# Undertale & Deltarune Soundtrack Generator

---

## Table of Contents

0. [**Table of Contents**](#Table-of-Contents)

1. [**Imports**](#Imports)

2. [**Data Processing**](#Data-Processing)

    2.1 [Data Loading](#Data-Loading)
    
    2.2 [Data Preprocessing](#Data-Preprocessing)
    
    2.3 [Dataset & Dataloader Definition](#Dataset-&-Dataloader-Definition)
    
3. [**Model Definition**](#Model-Definition)
    
4. [**Hyperparameters & Instantiation**](#Hyperparameters-&-Instantiation)

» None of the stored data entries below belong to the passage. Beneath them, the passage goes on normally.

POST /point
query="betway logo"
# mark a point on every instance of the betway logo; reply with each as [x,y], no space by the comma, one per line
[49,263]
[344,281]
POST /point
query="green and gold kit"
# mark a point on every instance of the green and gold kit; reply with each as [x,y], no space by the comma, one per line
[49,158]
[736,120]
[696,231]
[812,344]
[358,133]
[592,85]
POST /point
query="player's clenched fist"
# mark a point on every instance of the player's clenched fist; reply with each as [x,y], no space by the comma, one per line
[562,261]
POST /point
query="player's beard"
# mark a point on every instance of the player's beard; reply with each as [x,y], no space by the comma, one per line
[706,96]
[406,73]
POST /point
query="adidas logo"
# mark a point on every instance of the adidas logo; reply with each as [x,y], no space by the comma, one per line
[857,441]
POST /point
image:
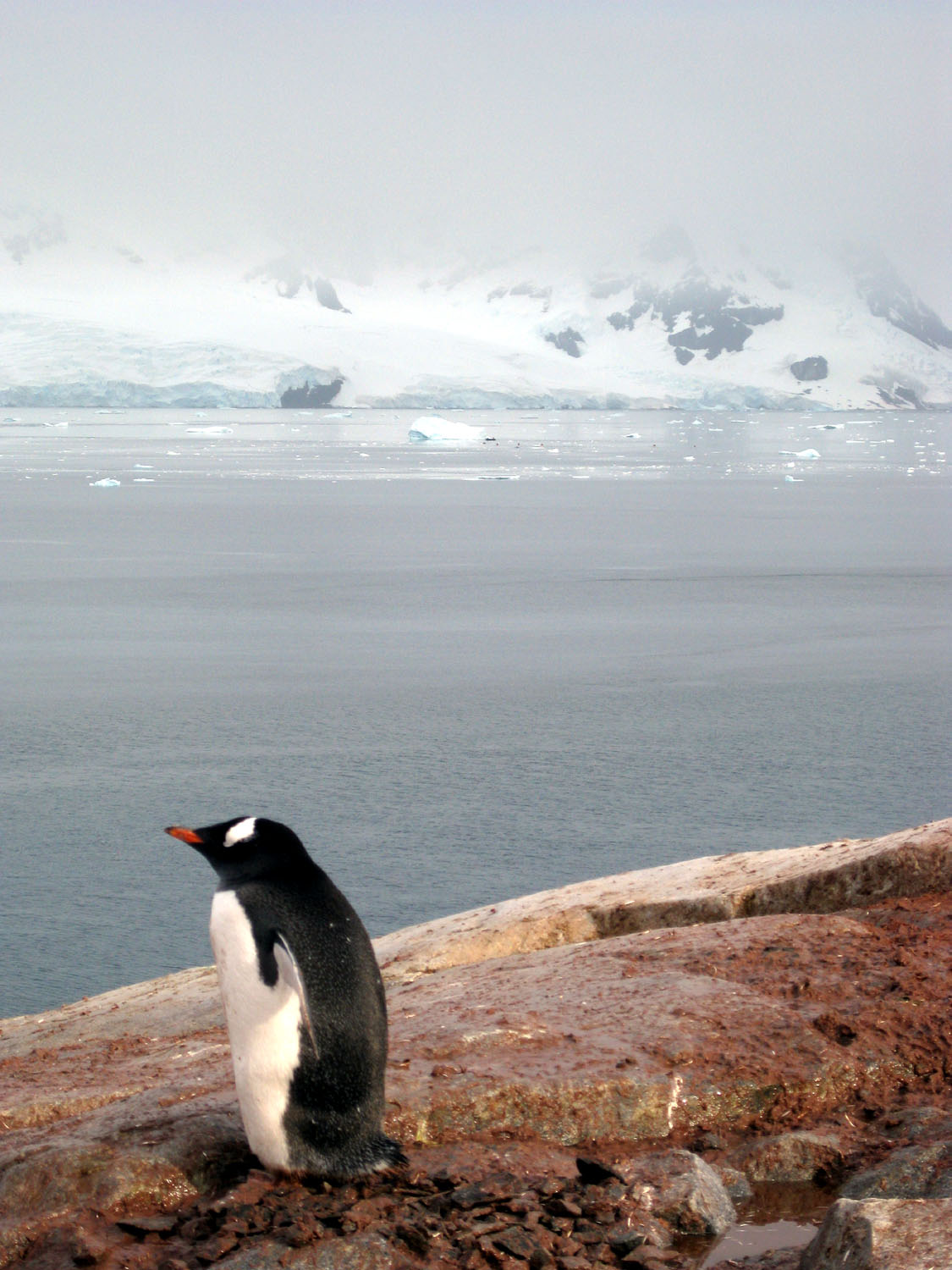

5. [**Training**](#Training)

---

## Imports
[(go to top)](#Undertale-&-Deltarune-Soundtrack-Generator)

Import required packages

In [1]:
import os                                         # File handling
import itertools                                  # chain() for merging lists
import random                                     # Shuffling
import collections                                # Useful tools like Counter, OrderedDict
import math                                       # For... math
from decimal import Decimal                       # Scientific notations in string formatting
from time import time                             # For use in progress bar

import tqdm.auto as tqdm                          # Progress bar

from IPython.display import clear_output

import torch                                      # Deep Learning Framework
import torch.nn as nn
import torch.nn.functional as F
import torch.optim as optim
from torch.utils.data import Dataset, DataLoader

import matplotlib.pyplot as plt                   # Plotting training progress
from matplotlib.ticker import AutoLocator
%matplotlib inline

fig_bg_color = "lightsteelblue"
plot_bg_color = "slategray"
fontsize = 20

---

## Data Processing
[(go to top)](#Undertale-&-Deltarune-Soundtrack-Generator)

### Data Loading
[(go to top)](#Undertale-&-Deltarune-Soundtrack-Generator)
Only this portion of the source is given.